RAMMΣLLZΣΣ: Exhibition
RAMMΣLLZΣΣ: Racing for Thunder was a two-floor retrospective at Red Bull Arts New York, celebrating one of the most uncompromising voices in late 20th-century art. StudioSTIGSGAARD was tasked with creating an environment that could hold the sheer force of Rammellzee’s imagination — a space at once immersive and legible, theatrical yet respectful. Paintings, sculptures, videos, drawings, and ephemera unfolded within a charged architecture that echoed the artist’s own cosmology. More than a retrospective, it became an encounter with a world in perpetual battle against convention, language, and time itself.
Project Size
12,000sf
Location
New York, NY
Beyond the White Cube: Rammellzee Unbound
Rammellzee (1960–2010), often called the “King of the A Line” for his early tagging in Far Rockaway, was a writer, musician, sculptor, and performer whose influence rippled through the downtown scene of the 1980s and 90s. He collaborated with Jean-Michel Basquiat, appeared in Jim Jarmusch’s Stranger than Paradise (1984), and issued manifestos of “gothic futurism” and “Ikonoklast Panzerism” that reimagined language itself as a battlefield. The challenge for the curatorial team and StudioSTIGSGAARD was how to honor this restless, multi-hyphenate practice without reducing it to the calm neutrality of a white cube. The design instead leaned into friction, building a framework that amplified the work’s intensity and invited visitors to step inside the myth.

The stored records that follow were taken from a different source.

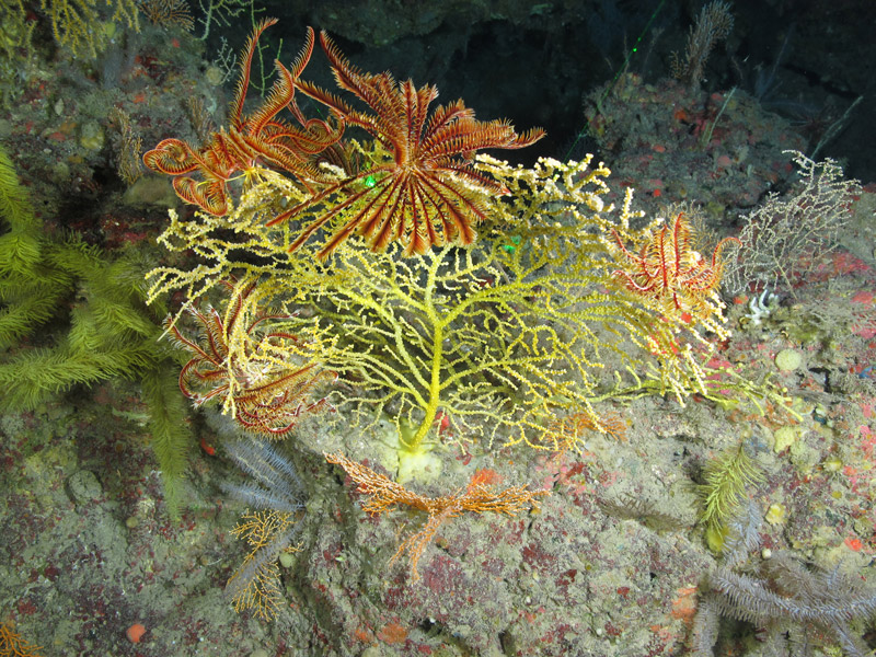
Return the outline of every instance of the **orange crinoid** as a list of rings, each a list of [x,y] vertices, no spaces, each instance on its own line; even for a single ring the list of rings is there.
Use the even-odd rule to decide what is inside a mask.
[[[694,318],[706,319],[714,312],[708,298],[721,284],[724,264],[721,250],[736,238],[725,238],[707,261],[693,250],[690,223],[679,212],[671,229],[662,226],[646,241],[638,253],[631,252],[616,230],[611,229],[622,268],[615,279],[648,306],[666,316],[678,316],[685,323]]]
[[[314,361],[296,362],[292,345],[300,339],[286,331],[269,328],[289,315],[246,309],[255,284],[235,286],[224,314],[208,307],[187,309],[200,324],[200,339],[184,336],[171,318],[165,327],[173,342],[192,358],[180,371],[180,390],[195,406],[223,400],[242,427],[268,437],[288,434],[301,416],[331,410],[325,397],[313,400],[313,391],[333,382],[337,374]]]
[[[474,224],[486,219],[485,199],[507,193],[472,166],[475,152],[522,148],[538,141],[544,131],[518,135],[508,122],[475,120],[474,112],[461,100],[436,107],[429,116],[429,105],[438,96],[435,87],[417,89],[411,80],[397,83],[389,72],[361,72],[325,32],[320,42],[338,87],[368,110],[355,110],[310,82],[296,79],[296,89],[328,106],[343,123],[369,132],[390,157],[273,219],[270,223],[278,223],[318,206],[325,209],[304,226],[290,251],[336,218],[342,226],[323,245],[320,258],[353,233],[365,237],[373,251],[399,241],[406,255],[425,253],[433,245],[471,243]]]
[[[310,28],[304,47],[290,69],[275,62],[279,79],[262,107],[244,116],[243,103],[258,38],[276,22],[276,19],[266,19],[258,23],[241,54],[241,73],[231,102],[228,129],[214,132],[209,143],[199,149],[180,139],[164,139],[143,155],[143,162],[152,171],[175,176],[173,188],[180,198],[210,215],[228,212],[229,182],[238,175],[249,182],[258,165],[289,173],[306,189],[313,191],[311,183],[324,178],[313,157],[337,142],[344,131],[341,124],[333,126],[320,119],[306,119],[295,101],[295,81],[313,51],[314,36]],[[289,111],[300,127],[279,117],[284,110]],[[189,174],[198,174],[200,180]]]

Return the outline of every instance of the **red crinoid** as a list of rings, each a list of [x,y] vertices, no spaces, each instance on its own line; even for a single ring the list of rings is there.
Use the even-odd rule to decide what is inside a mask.
[[[485,196],[507,193],[504,186],[472,166],[476,151],[516,149],[539,140],[544,131],[517,135],[504,120],[479,122],[459,100],[438,106],[435,87],[416,89],[411,80],[396,83],[389,72],[364,73],[349,64],[325,34],[320,41],[337,84],[355,94],[371,112],[354,110],[338,96],[310,82],[295,81],[304,94],[327,105],[344,123],[369,132],[391,155],[371,169],[356,172],[324,188],[268,224],[300,216],[324,205],[326,211],[306,226],[290,251],[337,217],[343,226],[319,253],[327,257],[354,232],[373,251],[392,241],[404,244],[405,255],[425,253],[433,245],[469,244],[474,226],[486,218]],[[334,199],[339,199],[334,204]]]
[[[706,300],[721,284],[721,250],[739,240],[725,238],[712,252],[711,262],[706,261],[692,249],[691,228],[683,212],[676,217],[671,230],[664,226],[638,254],[626,249],[616,230],[611,232],[626,258],[627,266],[614,272],[624,288],[665,315],[680,316],[685,323],[714,312]]]
[[[266,19],[258,23],[241,54],[241,74],[231,103],[228,130],[214,132],[209,143],[200,149],[180,139],[164,139],[143,155],[143,162],[152,171],[175,176],[173,188],[180,198],[211,215],[228,212],[228,183],[238,172],[243,172],[244,182],[249,182],[258,164],[292,174],[312,192],[309,183],[324,177],[313,155],[335,143],[344,131],[343,124],[332,126],[324,120],[306,119],[295,101],[295,81],[313,51],[311,28],[291,69],[275,61],[279,79],[262,107],[250,116],[243,115],[255,47],[262,33],[276,22],[276,19]],[[284,110],[301,124],[300,128],[278,118]],[[192,173],[199,174],[200,180],[187,175]]]
[[[223,287],[233,290],[229,281]],[[193,354],[180,371],[180,390],[195,406],[211,400],[228,400],[234,418],[246,429],[276,437],[290,431],[303,414],[331,408],[325,397],[313,401],[311,393],[337,374],[316,362],[297,365],[288,357],[277,358],[285,345],[300,345],[297,336],[284,331],[264,328],[270,320],[288,320],[289,315],[258,313],[245,328],[243,353],[229,348],[229,337],[241,321],[246,297],[255,284],[232,297],[224,320],[207,307],[206,312],[188,308],[200,324],[200,339],[185,337],[169,318],[168,333],[177,346]]]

Framing the Battle Station
At the height of his notoriety, Rammellzee retreated into his Tribeca loft, the legendary Battle Station, where he spent twenty years constructing a Gesamtkunstwerk — an evolving world of sculpture, performance, and philosophy. Rather than attempt replication, StudioSTIGSGAARD and curators Max Wolf, Carlo McCormick, Candice Strongwater, Jeff Mao, and Christian Omodeo created an architecture that referenced without imitation. Visitors entered through a compressed tunnel of mesh walls, its irregular apertures evoking both a subway passage and a firing range. The spatial language drew on Panzerkeil formations — tank strategies of strength and vulnerability — to organize the upstairs gallery, while angular vitrives and jagged sightlines mirrored the martial logic of the work. The exhibition became a sequence of confrontations: compressed and released, immersive yet narratively clear.
The Architect’s Newspaper
“Stigsgaard’s design, which was developed in close collaboration with curators Max Wolf, Carlo McCormick, Candice Strongwater, Jeff Mao, and Christian Omodeo, honors the legacy of Rammellzee’s Battle Station, without trying to replicate it, something they felt could not be done by anyone except Rammellzee himself.”

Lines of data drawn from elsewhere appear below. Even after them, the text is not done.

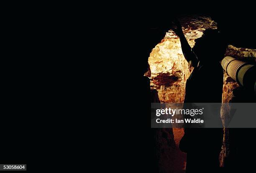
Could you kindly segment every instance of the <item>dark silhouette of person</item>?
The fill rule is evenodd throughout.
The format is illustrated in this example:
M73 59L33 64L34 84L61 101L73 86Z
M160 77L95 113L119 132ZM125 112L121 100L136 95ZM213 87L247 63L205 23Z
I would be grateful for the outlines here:
M223 70L220 63L224 57L226 44L217 30L206 31L195 40L191 48L176 19L177 29L185 58L194 67L187 80L184 103L221 103ZM220 107L216 118L220 117ZM186 128L179 148L187 153L186 172L219 171L219 155L223 140L222 128Z

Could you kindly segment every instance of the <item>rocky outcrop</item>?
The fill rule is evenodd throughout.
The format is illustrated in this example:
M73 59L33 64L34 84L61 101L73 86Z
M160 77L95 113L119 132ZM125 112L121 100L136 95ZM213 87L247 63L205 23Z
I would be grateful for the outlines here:
M201 37L204 31L217 28L216 22L208 17L195 15L179 20L192 47L195 39ZM151 88L158 92L160 101L183 102L186 81L193 68L183 56L179 40L172 31L166 33L164 39L152 50L148 64L150 71L146 75L150 77Z

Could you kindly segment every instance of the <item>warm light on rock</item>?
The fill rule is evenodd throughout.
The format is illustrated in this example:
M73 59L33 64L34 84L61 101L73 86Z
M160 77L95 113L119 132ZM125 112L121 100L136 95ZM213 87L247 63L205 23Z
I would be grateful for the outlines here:
M180 21L191 47L195 45L195 40L202 37L205 30L217 28L216 23L210 17L190 16ZM160 101L183 102L186 81L193 67L185 59L179 39L173 31L166 33L164 38L152 50L148 64L151 73L151 86L158 92Z

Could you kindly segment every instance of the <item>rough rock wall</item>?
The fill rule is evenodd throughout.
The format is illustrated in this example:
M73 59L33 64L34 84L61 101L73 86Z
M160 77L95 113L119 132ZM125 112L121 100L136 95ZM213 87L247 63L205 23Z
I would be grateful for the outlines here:
M201 37L205 30L217 28L217 23L208 17L189 16L179 19L179 20L192 47L195 45L195 40ZM150 69L145 76L150 77L151 87L152 91L155 91L154 93L157 93L157 99L161 102L183 103L186 81L193 68L185 59L179 39L173 31L169 31L166 33L161 42L152 50L148 64ZM161 153L158 155L160 166L162 167L161 171L184 172L186 154L179 148L179 141L184 134L184 130L177 128L169 129L171 135L173 132L174 136L164 135L163 136L168 137L163 138L161 134L168 134L167 130L159 130L156 135L159 137L156 148ZM167 146L166 142L171 142L171 144Z
M236 48L229 45L227 48L225 56L232 56L238 60L248 63L256 62L256 50L246 48ZM229 103L234 98L233 91L239 87L239 84L233 80L228 74L224 71L223 85L222 93L222 102ZM225 104L225 106L227 105ZM223 123L225 121L229 121L230 107L223 107L221 111L221 116ZM225 166L224 161L225 158L228 157L230 153L230 139L228 129L224 129L223 145L222 151L220 155L220 165Z
M195 40L201 37L205 30L217 28L217 23L208 17L195 15L179 20L191 47L195 45ZM182 103L186 81L193 68L186 61L179 39L173 31L166 33L164 38L152 50L148 64L151 86L158 92L160 101Z

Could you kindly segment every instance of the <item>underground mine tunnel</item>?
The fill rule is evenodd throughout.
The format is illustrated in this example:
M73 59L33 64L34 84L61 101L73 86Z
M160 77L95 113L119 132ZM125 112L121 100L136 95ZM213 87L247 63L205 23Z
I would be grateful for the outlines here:
M254 31L246 26L250 25L251 17L228 15L221 17L209 14L180 15L178 17L192 48L195 44L195 40L202 37L207 30L218 28L225 34L228 46L223 60L220 62L223 68L223 102L255 101L255 40L253 40L250 36L254 34ZM243 18L243 20L241 18ZM239 22L236 22L238 20ZM186 81L193 68L185 59L179 39L171 28L159 41L150 53L148 70L144 74L150 79L151 102L183 103ZM245 90L249 91L251 97L243 99L237 97L243 94ZM221 116L224 122L228 118L229 113L223 109ZM155 161L158 165L158 172L185 172L186 154L179 148L184 129L173 128L154 130L154 142L158 151L157 159ZM233 153L234 150L241 150L241 148L244 149L246 142L243 141L251 137L252 134L252 130L248 130L223 129L223 147L219 157L220 167L232 168L234 163L241 163L238 158L246 157L245 154ZM234 137L238 135L240 136L238 139Z

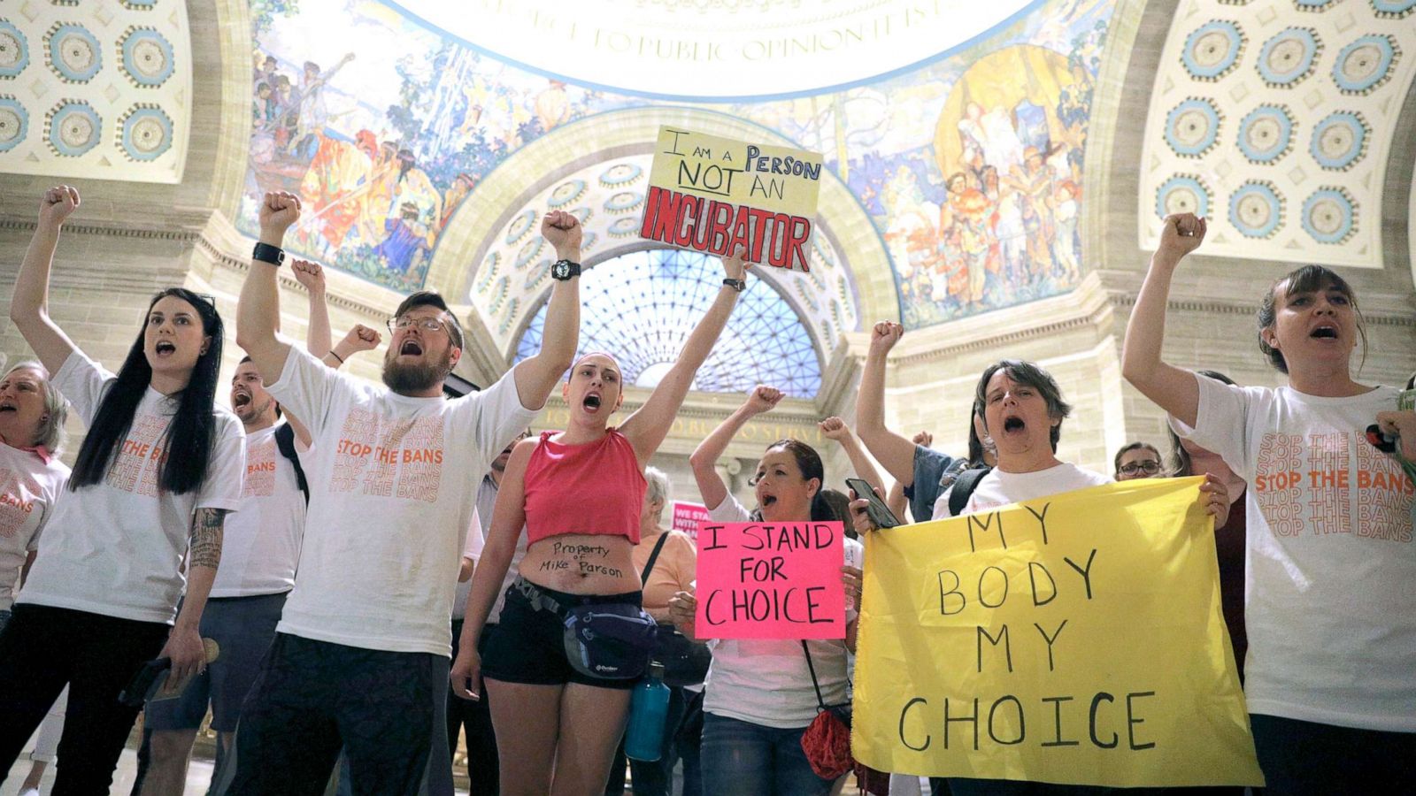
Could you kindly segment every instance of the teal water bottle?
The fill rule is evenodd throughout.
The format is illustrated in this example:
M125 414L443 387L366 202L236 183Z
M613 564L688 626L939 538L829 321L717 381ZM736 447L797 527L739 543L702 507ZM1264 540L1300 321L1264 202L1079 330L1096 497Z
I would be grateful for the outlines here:
M653 762L664 752L664 721L668 718L668 686L664 664L649 664L649 677L634 686L629 703L629 729L624 732L624 756Z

Light, rhythm, and immersion
Lighting was treated as an active collaborator. Upstairs, the galleries shifted from white light to black light, making canvases and sculptures blaze with ultraviolet energy. Rammellzee’s Letter Racers — 26 fighter-plane assemblages mounted on skateboards and cars — spiraled down the stairwell like an alphabet prepared for battle. Downstairs, the ceiling dropped and the space darkened into a cave-like “25th century,” built of mesh walls, shredded tires, and glowing polystyrene formations. Here stood the Garbage Gods — full-scale armored suits fashioned from trash — alongside models, luggage, and finally, the urn Rammellzee designed for his own ashes.
The exhibition ended not with closure but with confrontation: red light piercing through the dark, a pyramid hovering at the center, a Garbage God looming nearby. As Stigsgaard observed, “It’s not about creating a comfortable lighting. You need to be a little bit thrown off.” The result was not simply an exhibition but a mausoleum, a temple, and a battlefield — a space where the artist himself seemed still present, and where visitors could feel the charge of his war against the tyranny of the alphabet.